Nos dias que se seguiram ao ataque que matou o general iraniano Qassem Soleimani, a timeline dos brasileiros no Twitter foi inundada por posts em defesa do Irã — invariavelmente escritos por perfis “de esquerda”. Houve quem se colocasse do lado dos aiatolás com o argumento de que, supostamente, o Irã não teria atacado nenhum país nos últimos anos, ao contrário dos Estados Unidos. Outros mostravam-se horrorizados com o fato de o presidente americano Donald Trump ter ordenado o assassinato de um “legítimo” representante do governo de outro país.
Como já disse aqui, há motivos para criticar a ordem de Trump. Entre eles, a possibilidade de que a eliminação de Soleimani tenha o efeito contrário do que o esperado pelo governo americano. Em vez de evitar uma guerra, pode iniciar uma. Em vez de conter o avanço do Irã no Oriente Médio, pode ajudá-lo.
Mas trata-se de um conflito de quatro décadas, esse entre Estados Unidos e Irã, e algumas decisões duras muitas vezes precisam ser tomadas. Seria perfeitamente possível ficar só na crítica à decisão de matar Soleimani sem precisar partir para a defesa do Irã. Por alguma razão, porém, parte da esquerda brasileira não consegue ficar dentro desse limite.
Por que essa parcela da esquerda brasileira se vê aprisionada na máxima de que “o inimigo do meu inimigo é o meu amigo”, permitindo que o ódio a Trump e ao presidente Jair Bolsonaro (que se enxerga como discípulo do americano) a deixe cega para o que o regime iraniano representa de pior em relação a algumas das principais bandeiras da própria esquerda, como os direitos LGBT e o feminismo?
Para quem critica Bolsonaro por ser homofóbico e misógino, a simples ideia de passar a mão virtual na cabeça de um regime que oprime as mulheres e pune a homossexualidade com a pena de morte por enforcamento deveria provocar repulsa. Mas não provoca.
Em junho do ano passado, um jornalista alemão perguntou ao ministro das Relações Exteriores iraniano por que o país enforca gays por serem gays. Mohammed Javad Sarif disse: “Nossa sociedade tem princípios morais. E nós vivemos de acordo com esses princípios. Esses princípios morais dizem respeito ao comportamento das pessoas em geral.
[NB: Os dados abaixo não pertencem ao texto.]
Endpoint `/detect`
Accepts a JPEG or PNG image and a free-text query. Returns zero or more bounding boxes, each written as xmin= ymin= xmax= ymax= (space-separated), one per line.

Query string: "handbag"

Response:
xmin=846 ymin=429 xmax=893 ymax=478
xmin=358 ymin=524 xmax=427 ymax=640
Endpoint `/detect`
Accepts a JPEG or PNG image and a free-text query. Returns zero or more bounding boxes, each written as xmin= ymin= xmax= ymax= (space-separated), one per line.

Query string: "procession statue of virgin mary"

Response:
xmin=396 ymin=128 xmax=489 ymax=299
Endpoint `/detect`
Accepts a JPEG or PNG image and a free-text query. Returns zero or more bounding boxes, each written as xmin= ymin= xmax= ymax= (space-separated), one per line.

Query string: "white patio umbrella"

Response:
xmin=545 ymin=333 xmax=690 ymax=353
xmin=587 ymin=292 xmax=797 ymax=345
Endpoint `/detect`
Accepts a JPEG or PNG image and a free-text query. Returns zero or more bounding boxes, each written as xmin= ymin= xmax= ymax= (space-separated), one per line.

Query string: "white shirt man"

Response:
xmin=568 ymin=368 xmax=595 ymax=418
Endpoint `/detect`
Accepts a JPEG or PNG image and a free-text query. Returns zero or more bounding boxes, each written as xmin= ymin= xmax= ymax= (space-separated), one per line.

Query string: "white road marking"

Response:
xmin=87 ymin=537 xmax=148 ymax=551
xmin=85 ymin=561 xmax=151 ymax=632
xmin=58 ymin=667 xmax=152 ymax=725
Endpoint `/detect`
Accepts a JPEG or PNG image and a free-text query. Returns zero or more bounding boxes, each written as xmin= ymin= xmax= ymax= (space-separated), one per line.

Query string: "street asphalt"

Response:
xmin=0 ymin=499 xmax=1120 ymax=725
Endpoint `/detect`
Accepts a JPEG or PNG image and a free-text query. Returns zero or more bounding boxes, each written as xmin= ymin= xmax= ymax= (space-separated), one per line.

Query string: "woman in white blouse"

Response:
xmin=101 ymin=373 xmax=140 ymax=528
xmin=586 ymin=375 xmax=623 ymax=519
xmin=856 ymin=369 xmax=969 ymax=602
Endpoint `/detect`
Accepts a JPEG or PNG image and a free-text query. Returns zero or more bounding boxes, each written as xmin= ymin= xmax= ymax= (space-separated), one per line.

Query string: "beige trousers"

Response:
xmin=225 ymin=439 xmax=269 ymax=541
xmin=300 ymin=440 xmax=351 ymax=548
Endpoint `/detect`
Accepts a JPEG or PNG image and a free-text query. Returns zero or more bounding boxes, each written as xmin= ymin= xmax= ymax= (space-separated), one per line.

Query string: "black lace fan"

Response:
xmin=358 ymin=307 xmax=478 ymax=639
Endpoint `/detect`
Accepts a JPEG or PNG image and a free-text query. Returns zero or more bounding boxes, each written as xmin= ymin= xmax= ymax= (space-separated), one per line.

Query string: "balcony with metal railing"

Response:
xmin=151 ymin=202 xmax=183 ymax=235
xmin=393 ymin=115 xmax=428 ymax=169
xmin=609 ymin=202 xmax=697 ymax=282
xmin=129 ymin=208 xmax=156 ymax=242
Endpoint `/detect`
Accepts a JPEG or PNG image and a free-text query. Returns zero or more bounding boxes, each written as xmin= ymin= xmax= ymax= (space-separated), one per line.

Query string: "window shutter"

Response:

E isso significa que a lei é respeitada e a lei é obedecida.”
É de se pensar se a esquerda brasileira, ao ler uma justificativa dessas, tira de alguma gaveta mental o salvo-conduto do relativismo cultural e dá de ombros: “Essa é a cultura deles, temos que respeitar”.
O relativismo cultural, no entanto, não é o bastante para explicar o apoio de parte da esquerda brasileira ao Irã.
A razão está em uma narrativa ainda mais poderosa, capaz de unir povos, ideologias, interesses e modos de viver opostos: o anti-imperialismo.
A ideia de que os Estados Unidos são uma nação maquiavélica que age para dominar os povos do mundo por todos os meios é o que une o discurso dos aiatolás, cujo regime não se enquadra facilmente em uma classificação política de esquerda ou de direita, ao de uma certa esquerda ultrapassada, que se encanta com ditaduras como as da Venezuela e de Cuba e que vê o mundo de hoje com os óculos da Guerra Fria.